Immigrant advocates lobby at State House for policies
Safe Communities Act is a key priority for protecting immigrants, constituents say
On the 22nd annual Immigrants’ Day last Wednesday, April 4, hundreds of Massachusetts constituents converged at the State House to lobby for policies that better protect both undocumented and documented immigrants.
The day’s action has become even more critical at a time when the Trump Administration recently announced its intention to restore a citizenship question in the upcoming 2020 U.S. Census.
The policies residents are advocating for include the Safe Communities Act; increased funding for English language classes for adults; services for immigrant survivors of domestic violence and sexual assault; and citizenship pathways for green card holders, Temporary Protected Status holders, and Deferred Action for Childhood Arrivals recipients.
The event, hosted by the Massachusetts Immigrant and Refugee Advocacy Coalition, coincided with the 50th anniversary of Martin Luther King Jr.’s assassination.
Members of the movement addressed the crowd in the State House Hall of Flags during the event’s speaking program.
“On this day, I am reminded that this immigrants’ movement has its roots in the ongoing civil rights movement,” said Alejandra St. Guillen, director of Mayor Martin Walsh’s Office of Immigrant Advancement.
“On this day, I remind you, that the State House belongs to you, as much as it belongs to anyone else in the Commonwealth and that your legislators represent everyone in their district, regardless of immigration status,” she said.
Eva Millona, executive director of the MIRA Coalition, emphasized the need for legislators to pass the Safe Communities Act which would prohibit local law enforcement from making inquiries about immigration status or, collaborating with Immigration Customs Enforcement and require basic due process protections to undocumented immigrants in police custody.

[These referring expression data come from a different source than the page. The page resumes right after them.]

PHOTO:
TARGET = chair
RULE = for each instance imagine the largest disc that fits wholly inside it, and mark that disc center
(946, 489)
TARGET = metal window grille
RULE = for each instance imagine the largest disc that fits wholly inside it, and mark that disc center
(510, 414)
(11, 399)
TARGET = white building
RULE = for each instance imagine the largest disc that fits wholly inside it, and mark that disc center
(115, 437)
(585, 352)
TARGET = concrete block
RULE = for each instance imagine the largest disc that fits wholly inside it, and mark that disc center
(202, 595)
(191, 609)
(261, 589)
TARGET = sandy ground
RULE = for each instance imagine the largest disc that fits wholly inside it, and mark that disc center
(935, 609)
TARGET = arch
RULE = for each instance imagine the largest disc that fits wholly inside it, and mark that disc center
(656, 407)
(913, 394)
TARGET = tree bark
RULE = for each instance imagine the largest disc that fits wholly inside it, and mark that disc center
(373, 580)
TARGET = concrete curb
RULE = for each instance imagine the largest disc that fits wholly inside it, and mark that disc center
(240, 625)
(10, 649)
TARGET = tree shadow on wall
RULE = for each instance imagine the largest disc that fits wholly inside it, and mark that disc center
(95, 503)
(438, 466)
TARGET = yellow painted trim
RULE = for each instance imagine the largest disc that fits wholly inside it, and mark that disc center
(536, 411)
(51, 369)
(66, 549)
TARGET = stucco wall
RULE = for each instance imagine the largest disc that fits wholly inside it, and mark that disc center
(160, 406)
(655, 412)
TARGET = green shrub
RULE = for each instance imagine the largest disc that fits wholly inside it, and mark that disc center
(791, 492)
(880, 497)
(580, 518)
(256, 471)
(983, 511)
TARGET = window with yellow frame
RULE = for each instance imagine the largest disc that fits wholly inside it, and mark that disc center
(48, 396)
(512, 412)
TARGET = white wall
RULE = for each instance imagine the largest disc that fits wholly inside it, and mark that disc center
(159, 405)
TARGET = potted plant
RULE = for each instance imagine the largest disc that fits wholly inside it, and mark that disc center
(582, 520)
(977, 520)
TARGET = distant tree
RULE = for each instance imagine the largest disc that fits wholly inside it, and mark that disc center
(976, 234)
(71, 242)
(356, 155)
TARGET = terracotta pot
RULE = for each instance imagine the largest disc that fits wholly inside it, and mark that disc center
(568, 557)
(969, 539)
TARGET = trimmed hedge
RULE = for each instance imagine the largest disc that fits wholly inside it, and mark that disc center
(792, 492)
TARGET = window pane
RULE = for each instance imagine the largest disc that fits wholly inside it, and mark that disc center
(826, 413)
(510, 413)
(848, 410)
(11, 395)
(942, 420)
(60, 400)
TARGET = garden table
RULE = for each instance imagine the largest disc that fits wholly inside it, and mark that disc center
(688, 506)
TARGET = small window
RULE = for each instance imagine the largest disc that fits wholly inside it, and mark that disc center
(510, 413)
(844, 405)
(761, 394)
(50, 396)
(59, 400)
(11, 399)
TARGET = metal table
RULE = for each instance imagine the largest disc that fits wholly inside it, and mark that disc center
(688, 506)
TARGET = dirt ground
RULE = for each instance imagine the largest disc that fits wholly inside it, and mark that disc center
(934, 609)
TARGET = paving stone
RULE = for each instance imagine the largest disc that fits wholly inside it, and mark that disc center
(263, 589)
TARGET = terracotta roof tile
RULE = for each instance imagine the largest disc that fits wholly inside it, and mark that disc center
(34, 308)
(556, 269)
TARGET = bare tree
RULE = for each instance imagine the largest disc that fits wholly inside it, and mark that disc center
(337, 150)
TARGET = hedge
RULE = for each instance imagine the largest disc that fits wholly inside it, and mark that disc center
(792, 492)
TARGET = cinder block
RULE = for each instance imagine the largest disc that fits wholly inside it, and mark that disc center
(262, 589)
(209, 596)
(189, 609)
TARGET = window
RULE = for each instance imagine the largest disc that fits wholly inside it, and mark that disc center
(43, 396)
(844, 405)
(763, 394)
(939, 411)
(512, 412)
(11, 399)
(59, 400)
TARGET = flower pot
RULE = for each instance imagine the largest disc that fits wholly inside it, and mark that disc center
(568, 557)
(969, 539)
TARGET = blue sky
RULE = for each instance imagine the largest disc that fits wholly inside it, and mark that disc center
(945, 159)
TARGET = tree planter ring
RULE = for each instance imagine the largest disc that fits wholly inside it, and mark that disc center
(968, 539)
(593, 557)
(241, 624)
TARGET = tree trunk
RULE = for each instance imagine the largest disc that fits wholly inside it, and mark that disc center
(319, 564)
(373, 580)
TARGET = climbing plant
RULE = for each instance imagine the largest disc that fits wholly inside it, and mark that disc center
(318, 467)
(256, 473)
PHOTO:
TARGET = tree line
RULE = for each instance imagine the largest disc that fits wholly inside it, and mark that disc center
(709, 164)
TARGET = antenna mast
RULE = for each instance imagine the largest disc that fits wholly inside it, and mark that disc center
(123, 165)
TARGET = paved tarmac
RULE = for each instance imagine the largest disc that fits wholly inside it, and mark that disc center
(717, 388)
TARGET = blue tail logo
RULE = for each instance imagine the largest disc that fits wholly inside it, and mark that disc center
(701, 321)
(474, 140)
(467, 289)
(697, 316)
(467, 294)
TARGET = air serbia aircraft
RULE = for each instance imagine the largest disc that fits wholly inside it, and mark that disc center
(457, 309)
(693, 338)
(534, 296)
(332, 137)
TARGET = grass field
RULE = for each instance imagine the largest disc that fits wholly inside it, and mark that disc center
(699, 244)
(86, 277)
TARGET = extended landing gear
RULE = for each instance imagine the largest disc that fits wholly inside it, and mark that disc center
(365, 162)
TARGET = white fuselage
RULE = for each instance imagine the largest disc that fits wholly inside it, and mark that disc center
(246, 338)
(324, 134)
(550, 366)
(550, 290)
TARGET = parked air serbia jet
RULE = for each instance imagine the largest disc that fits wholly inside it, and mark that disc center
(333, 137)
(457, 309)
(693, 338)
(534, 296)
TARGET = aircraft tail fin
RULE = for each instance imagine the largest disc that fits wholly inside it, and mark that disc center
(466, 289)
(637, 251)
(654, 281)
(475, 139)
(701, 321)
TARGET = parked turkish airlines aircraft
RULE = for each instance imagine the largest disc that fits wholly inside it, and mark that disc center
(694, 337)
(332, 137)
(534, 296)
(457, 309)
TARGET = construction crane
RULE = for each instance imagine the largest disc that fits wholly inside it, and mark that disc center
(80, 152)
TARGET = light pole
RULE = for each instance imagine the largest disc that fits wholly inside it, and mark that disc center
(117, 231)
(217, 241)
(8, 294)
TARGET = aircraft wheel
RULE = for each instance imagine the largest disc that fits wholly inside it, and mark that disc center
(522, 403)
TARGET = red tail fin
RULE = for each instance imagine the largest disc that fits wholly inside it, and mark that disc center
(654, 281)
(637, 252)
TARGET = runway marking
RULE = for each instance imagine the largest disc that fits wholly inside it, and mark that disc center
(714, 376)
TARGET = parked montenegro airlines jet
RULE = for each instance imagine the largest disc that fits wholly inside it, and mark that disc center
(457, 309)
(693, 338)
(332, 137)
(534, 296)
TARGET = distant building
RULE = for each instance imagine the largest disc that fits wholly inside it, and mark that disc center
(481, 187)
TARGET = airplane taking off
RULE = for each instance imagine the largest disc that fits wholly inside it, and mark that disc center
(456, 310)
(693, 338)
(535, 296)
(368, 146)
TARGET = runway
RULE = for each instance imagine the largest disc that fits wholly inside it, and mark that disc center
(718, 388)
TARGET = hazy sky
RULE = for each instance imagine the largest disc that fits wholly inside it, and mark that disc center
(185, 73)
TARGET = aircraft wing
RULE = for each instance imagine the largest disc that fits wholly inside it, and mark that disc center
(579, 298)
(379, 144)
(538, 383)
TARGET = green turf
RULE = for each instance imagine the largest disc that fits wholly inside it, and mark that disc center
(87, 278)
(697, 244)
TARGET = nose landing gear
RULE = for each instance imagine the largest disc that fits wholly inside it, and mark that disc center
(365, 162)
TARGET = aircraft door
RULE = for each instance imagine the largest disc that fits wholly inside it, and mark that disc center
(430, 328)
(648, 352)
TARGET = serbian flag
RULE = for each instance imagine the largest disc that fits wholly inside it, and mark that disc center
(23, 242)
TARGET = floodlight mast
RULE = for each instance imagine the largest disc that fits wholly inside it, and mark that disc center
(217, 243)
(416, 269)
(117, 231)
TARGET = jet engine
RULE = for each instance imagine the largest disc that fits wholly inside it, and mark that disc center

“I urge the legislator, please don’t let this linger anymore,” said Millona. “[The bill] draws clear lines between immigration and public safety to ensure due process for all.”
Millona said that the state of immigrant advancement in Massachusetts was not all bad news; she commended the passing of An Act Relative to Language Opportunity for Our Kids, (LOOK) which reversed a prior mandate that required schools to use Sheltered English Immersion as the only learning model.
“I’m also optimistic that before the session is over, we’ll pass legislation that will train and help health professionals overcome barriers to licensing so we can employ them in underserved areas in our Commonwealth,” she said.
Andrea Campbell, Boston city council president, also spoke at the event.
“Thank you for lending your voice and time to advocate,” she said. “It takes tremendous amount of courage to show up and ask what you need from your government and to demand it.”
Campbell said her district, which comprises Dorchester, Mattapan, and parts of Roslindale and Jamaica Plain, is one of the most diverse in Boston and includes a fast-growing Latino population. However, it is also one of the lowest voter turnout districts in the city.
She said, “That tells me that most residents feel like government is not a place for them or that their voices do not matter. I don’t blame them, I understand. I’m here to tell them, your voices do matter.”
Maria Martin Goula, ESL teacher at East Boston Ecumenical Community Council, was at the State House on Immigrants’ Day with a group of 17 ESL students who were lobbying for the first time ever.
“Our people have never done this action before and it was important for us to talk to someone who is very supportive, people who are on our side, to break the fears they have of going to public legislators,” said Martin Goula after she and her group met with Rep. Adrian Madaro.
According to numbers provided by MIRA Coalition from the Partnership for a New American Economy, one in five workers in Massachusetts was born in another country.
Additionally, immigrants and refugees in the state have more than $31 billion in spending power every year, earn $42.9 billion a year and pay $8.4 billion and $3.5 billion in federal and state taxes.
Plus, 68,700 of the state’s entrepreneurs are foreign-born and employ over 134,000 people and generate $1.9 billion in business revenue.